The problem with PGP, part 4
Recently, a tutorial titled Mutt, Gmail and GPG advised users to take radically different steps to most other guides, including the standard GPG documentation.
When two guides offer completely opposite advice and there’s no general consensus on which is right, it’s a big problem. PGP is complex and most users aren’t able to make sufficiently informed choices about the secure way to use it.
Some of the guide’s advice deserves criticism:
- It recommends Gmail as an inconspicuous e-mail provider with good security practices. However, using Gmail with IMAP requires either disabling two-factor auth or bypassing it by generating an app-specific password (sixteen chars lowercase, approximately 75 bits entropy). Gmail is usually unpopular with privacy advocates as Google is a known NSA partner.

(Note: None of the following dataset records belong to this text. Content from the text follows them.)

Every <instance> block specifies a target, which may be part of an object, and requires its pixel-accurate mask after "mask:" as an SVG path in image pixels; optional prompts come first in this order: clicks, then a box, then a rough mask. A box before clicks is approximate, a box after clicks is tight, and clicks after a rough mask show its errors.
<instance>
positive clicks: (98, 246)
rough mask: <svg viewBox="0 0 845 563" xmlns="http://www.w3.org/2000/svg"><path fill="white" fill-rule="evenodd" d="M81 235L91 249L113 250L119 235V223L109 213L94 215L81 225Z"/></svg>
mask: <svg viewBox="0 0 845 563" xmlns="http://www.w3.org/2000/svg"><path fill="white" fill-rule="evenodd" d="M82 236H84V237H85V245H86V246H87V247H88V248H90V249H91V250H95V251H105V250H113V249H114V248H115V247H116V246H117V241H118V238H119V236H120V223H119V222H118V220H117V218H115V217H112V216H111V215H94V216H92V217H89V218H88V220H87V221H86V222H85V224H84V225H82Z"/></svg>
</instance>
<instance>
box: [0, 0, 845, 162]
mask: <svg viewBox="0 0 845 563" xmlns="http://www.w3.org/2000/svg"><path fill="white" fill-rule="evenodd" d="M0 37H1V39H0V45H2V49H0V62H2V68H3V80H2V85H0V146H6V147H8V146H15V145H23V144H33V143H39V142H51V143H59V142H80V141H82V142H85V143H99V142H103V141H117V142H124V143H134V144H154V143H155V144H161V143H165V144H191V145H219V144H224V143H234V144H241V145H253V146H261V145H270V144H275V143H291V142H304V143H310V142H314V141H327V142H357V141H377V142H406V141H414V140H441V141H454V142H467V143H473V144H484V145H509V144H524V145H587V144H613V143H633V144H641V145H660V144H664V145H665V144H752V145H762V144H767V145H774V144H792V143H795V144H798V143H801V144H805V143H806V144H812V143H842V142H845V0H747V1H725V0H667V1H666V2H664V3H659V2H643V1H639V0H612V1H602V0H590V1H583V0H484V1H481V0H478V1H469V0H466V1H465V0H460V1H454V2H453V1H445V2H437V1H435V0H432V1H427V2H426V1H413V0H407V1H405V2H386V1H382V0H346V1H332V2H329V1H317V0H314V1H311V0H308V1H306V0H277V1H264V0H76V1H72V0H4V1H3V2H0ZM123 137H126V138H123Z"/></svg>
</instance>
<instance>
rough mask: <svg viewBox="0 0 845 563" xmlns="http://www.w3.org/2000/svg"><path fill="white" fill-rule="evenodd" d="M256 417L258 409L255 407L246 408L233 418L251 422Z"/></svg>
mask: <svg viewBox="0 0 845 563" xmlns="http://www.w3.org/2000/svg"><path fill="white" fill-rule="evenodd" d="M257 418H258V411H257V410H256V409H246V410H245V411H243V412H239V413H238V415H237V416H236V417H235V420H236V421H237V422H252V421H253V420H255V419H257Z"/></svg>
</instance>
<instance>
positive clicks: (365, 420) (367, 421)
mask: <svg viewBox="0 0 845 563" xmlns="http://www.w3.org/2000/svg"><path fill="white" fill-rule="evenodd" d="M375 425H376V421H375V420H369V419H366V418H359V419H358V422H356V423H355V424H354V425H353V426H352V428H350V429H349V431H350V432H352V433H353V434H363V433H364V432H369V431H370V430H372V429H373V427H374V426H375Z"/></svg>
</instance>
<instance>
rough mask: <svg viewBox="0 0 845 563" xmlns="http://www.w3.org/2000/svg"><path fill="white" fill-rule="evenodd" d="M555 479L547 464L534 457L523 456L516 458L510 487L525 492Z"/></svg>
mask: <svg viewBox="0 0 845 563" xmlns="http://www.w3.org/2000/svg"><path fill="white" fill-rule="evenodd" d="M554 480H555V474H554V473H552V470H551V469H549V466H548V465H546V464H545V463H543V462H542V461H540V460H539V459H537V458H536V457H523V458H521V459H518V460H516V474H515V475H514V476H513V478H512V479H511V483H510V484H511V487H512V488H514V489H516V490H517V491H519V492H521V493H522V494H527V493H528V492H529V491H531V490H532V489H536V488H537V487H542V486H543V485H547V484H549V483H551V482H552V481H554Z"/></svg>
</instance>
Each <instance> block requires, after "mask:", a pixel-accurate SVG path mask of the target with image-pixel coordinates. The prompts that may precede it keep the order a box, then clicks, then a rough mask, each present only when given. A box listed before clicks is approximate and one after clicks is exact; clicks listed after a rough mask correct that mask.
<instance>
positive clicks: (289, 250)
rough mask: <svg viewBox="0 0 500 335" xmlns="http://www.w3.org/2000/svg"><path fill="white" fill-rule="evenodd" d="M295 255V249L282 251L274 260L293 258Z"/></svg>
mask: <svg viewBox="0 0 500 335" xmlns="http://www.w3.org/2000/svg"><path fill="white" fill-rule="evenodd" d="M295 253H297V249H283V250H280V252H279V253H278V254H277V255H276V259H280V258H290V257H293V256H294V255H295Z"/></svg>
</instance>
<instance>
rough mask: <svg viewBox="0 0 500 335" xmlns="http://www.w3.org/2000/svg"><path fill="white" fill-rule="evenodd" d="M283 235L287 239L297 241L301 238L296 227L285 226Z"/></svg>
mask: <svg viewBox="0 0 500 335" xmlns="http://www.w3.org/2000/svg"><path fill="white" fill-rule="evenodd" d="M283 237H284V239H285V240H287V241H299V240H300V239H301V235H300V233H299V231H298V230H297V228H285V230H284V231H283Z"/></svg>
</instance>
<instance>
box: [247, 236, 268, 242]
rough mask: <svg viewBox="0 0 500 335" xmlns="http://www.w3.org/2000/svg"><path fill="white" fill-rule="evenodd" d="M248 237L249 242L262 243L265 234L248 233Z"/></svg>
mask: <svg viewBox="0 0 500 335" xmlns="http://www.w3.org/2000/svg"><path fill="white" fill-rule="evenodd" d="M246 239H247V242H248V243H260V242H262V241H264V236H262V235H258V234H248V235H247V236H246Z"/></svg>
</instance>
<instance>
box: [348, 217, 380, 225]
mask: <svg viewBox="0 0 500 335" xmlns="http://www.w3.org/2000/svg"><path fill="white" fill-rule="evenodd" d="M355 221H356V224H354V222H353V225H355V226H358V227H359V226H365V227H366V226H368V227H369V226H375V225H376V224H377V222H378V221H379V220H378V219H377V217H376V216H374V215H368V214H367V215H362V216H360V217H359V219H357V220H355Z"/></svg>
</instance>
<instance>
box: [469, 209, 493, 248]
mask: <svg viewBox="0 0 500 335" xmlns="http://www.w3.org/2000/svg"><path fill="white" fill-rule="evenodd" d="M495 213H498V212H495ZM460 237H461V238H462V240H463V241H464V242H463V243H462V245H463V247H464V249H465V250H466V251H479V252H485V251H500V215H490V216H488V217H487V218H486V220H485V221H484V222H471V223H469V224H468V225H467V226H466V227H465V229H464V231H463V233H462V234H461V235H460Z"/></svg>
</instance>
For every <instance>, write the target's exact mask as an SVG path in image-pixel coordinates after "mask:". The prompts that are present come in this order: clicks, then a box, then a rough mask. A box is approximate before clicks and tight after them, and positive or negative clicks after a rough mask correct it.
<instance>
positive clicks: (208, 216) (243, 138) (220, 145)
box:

- The guide uses Mutt, a command-line mail client for which the guide admits the default SSL settings are insecure. Mutt also stores passwords in plaintext. In both cases the guide offers better settings, but it’s not very reassuring to know that your mail client isn’t as secure as possible by default.
- It recommends disabling support for the system SSL certificate store and manually validating certificates instead, despite known opportunities for human error: since validating correctly is difficult and unnecessary to proceed, it’s easy for a user to accept invalid certs. Since Google certs renew every three months, the user can become accustomed to accepting new certs.
- The guide recommends to never PGP sign messages, in order to have plausible deniability. It’s unreasonably optimistic to assume this would hold up in court. Courtrooms routinely accept the validity of messages that aren’t cryptographically signed, and there will already be a copy of the message in your Gmail outbox. Refusing to sign just makes it extremely easy for an attacker to impersonate you, which the guide admits is a risk.
- It recommends against using keyservers. Since the guide also recommends against signing messages, you now have no practical way to revoke or issue new keys. The correct management of public keys in PGP is already difficult and controversial.
This is a general problem with PGP: guides on its use radically disagree, and even the official documentation isn’t completely authoritative on basic aspects of its use.
But further, even the software that supports it, such as Mutt, is likewise difficult to use and takes work to configure into something with strong security. Comms software needs straightforward usability if it is to be popular, and needs to be popular in order to be useful.